While some families that didn’t previously have internet access have been able get internet free or at a reduced price through companies such as Comcast, not all have been able to, Thomas said.
In Mount Vernon, the school district initially attempted to solve that issue with portable internet hot spots, but has since been able to establish more permanent solutions, Thomas said, including equipping two apartment complexes within the district with internet access.
“We’re trying to bring internet to students, not students to internet,” she said. “Access to internet is becoming increasingly necessary to access information and engage in your education.”
The district is in the process of installing devices in two other complexes, she said.
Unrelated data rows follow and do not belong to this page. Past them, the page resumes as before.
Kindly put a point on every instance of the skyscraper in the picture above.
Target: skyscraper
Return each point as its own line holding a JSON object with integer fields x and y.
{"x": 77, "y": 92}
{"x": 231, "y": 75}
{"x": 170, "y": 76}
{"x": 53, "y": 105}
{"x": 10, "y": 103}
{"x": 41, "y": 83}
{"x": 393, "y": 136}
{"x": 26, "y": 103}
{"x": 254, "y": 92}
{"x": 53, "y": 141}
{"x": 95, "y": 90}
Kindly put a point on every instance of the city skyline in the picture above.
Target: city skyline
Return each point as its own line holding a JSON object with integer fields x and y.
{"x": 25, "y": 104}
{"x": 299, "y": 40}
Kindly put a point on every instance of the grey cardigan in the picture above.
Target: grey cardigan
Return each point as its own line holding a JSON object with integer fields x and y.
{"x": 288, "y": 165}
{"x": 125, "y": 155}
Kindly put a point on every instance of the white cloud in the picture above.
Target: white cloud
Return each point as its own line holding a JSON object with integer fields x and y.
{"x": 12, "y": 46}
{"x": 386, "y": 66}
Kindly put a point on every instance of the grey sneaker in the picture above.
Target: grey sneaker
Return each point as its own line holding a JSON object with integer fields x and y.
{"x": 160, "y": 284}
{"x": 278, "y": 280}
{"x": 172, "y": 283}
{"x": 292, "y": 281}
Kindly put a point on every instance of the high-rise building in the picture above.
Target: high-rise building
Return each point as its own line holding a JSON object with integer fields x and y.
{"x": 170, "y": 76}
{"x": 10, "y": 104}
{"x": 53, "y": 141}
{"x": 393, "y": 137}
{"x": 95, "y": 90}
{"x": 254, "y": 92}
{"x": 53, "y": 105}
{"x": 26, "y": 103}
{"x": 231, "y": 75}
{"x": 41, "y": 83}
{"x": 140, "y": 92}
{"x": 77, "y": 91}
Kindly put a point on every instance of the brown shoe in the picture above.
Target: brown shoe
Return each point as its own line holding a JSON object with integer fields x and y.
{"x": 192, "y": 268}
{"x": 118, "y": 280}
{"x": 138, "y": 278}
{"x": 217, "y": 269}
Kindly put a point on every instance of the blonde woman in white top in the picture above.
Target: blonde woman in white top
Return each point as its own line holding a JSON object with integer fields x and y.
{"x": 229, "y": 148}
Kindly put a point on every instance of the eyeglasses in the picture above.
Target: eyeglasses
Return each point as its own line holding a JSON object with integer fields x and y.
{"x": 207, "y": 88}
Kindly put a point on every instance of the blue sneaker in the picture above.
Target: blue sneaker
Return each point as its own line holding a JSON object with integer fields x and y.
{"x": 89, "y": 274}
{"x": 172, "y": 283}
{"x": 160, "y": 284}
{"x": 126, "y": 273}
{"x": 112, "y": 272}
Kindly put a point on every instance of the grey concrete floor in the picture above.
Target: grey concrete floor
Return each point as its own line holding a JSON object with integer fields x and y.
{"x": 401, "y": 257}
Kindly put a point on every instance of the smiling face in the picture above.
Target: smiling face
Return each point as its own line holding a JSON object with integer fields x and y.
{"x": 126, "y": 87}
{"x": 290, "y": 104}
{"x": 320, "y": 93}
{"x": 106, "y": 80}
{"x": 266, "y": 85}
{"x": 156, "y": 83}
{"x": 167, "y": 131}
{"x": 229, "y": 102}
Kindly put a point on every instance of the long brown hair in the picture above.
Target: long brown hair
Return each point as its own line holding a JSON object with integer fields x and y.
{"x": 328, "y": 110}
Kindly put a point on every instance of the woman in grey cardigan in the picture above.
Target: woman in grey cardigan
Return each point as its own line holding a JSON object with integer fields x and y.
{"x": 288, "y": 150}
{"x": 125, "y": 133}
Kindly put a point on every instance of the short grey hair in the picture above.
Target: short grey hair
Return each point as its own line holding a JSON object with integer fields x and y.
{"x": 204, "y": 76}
For students who don’t live in those complexes, the district has taken an additional step: installing hot spots on four of its buses, which the district is strategically stationing to serve the most students.
“We’re trying to use all the resources in a way that is the best fit for each model,” Thomas said.
The district’s technology and transportation teams were instrumental in the installation of the hot spots in the buses, which was done completely by district personnel, she said.
For some students, when the buses first rolled into their neighborhoods last week, it brought drastic change, she said.
“We have some elementary-age students who saw their teacher’s face for the first time in two months,” Thomas said. “They were pretty happy.”
The buses the district has chosen to equip with the hot spots are larger buses, Thomas said. That was intentional.
“All of these resources will continue to have value beyond the school closure,” she said. “I anticipate using these resources into the future. How exactly we will use them is still to be seen.”
One idea, she said, is to use those buses as the ones students use for activities that require after-school travel so students can do their homework on the way.
Another possibility is to use them as mobile after-school centers, where children can sit in the bus, be supervised and receive help with their homework.
Throughout the country, school districts have had to get creative in finding ways to serve their students during the pandemic. While internet-enabled buses are not unique, the project to do so in the Mount Vernon School District was accelerated because of the pandemic, Thomas said.
“I think it’s something that a lot of places had talked about, but the circumstances spurred us forward a little bit,” she said. “The current circumstance definitely accelerated the use of technology everywhere, not just in schools.”